The organic matter in soil derives from plants and animals. In a forest, for example, leaf litter and woody material falls to the forest floor. This is sometimes referred to as organic material.[1] When it decays to the point in which it is no longer recognizable it is called soil organic matter. When the organic matter has broken down into a stable humic substances that resist further decomposition it is called humus. Thus soil organic matter comprises all of the organic matter in the soil exclusive of the material that has not decayed.[2]

One of the advantages of humus is that it is able to withhold water and nutrients, therefore giving plants the capacity for growth. Another advantage of humus is that it helps the soil to stick together which allows nematodes, or microscopic bacteria, to easily decay the nutrients in the soil.[3]

There are several ways to quickly increase the amount of humus. Combining compost, plant or animal materials/waste, or green manure with soil will increase the amount of humus in the soil.

  1. Compost: Decomposed organic material.
  2. Plant and animal material and waste: Dead plants or plant waste such as leaves or bush and tree trimmings, or animal manure.
  3. Green manure: Plants or plant material that is grown for the sole purpose of being incorporated with soil.

These three materials supply nematodes and bacteria with nutrients for them to thrive and produce more humus, which will give plants enough nutrients to survive and grow.[3]

Decay

Organic matter may be defined as material that is capable of decay, or the product of decay (humus), or both.
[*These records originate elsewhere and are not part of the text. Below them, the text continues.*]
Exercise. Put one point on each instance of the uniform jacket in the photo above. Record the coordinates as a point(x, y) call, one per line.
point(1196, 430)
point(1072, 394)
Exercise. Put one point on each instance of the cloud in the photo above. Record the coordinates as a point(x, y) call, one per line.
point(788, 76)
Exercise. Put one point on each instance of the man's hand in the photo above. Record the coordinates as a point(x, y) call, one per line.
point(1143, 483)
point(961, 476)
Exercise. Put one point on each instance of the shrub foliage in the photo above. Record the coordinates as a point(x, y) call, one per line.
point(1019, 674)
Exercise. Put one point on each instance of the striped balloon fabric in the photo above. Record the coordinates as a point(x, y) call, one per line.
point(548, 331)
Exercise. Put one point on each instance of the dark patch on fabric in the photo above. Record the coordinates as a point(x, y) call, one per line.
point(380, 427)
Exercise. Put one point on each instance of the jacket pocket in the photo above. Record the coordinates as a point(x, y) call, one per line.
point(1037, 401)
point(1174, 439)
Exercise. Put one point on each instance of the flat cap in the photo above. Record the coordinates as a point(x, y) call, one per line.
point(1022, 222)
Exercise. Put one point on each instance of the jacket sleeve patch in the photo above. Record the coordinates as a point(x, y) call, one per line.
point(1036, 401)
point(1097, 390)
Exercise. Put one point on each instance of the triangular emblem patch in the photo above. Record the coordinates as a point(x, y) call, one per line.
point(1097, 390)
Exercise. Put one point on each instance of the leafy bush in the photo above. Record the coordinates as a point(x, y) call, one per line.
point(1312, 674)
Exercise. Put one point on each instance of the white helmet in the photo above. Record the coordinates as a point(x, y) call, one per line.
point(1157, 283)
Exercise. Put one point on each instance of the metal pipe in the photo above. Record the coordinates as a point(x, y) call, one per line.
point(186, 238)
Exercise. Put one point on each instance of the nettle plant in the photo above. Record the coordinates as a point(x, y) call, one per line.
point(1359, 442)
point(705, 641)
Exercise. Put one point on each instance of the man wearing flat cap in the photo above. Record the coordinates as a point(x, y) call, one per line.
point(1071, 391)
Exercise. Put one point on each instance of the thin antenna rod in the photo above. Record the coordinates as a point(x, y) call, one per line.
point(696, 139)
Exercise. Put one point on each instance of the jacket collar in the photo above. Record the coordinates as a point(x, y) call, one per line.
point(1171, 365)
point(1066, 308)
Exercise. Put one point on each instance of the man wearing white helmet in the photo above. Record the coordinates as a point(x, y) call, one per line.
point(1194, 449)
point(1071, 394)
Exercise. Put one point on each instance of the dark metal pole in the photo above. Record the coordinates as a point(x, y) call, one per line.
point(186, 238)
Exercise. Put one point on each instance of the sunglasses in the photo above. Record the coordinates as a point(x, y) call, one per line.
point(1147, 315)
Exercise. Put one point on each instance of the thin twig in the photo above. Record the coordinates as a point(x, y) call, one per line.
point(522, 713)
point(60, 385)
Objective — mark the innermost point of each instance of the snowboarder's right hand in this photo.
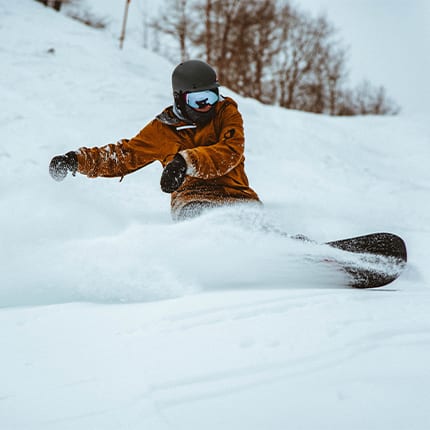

Usually the matter will be the remains of recently living organisms, and may also include still-living organisms. Polymers and plastics, although they may be organic compounds, are usually not considered organic material, due to their poor ability to decompose. A clam's shell, while biotic, would not be considered organic matter by this definition because of its inability to decay.

Organic chemistry

Measurements of organic matter generally measure only organic compounds or carbon, and so are only an approximation of the level of once-living or decomposed matter. Some definitions of organic matter likewise only consider "organic matter" to refer to only the carbon content, or organic compounds, and do not consider the origins or decomposition of the matter. In this sense, not all organic compounds are created by living organisms, and living organisms do not only leave behind organic material. A clam's shell, for example, while biotic, does not contain much organic carbon, so may not be considered organic matter in this sense. Conversely, urea is one of many organic compounds that can be synthesized without any biological activity.

Vitalism

The equation of "organic" with living organisms comes from the now-abandoned idea of vitalism that attributed a special force to life that alone could create organic substances. This idea was first questioned after the abiotic synthesis of urea by Friedrich Wöhler in 1828.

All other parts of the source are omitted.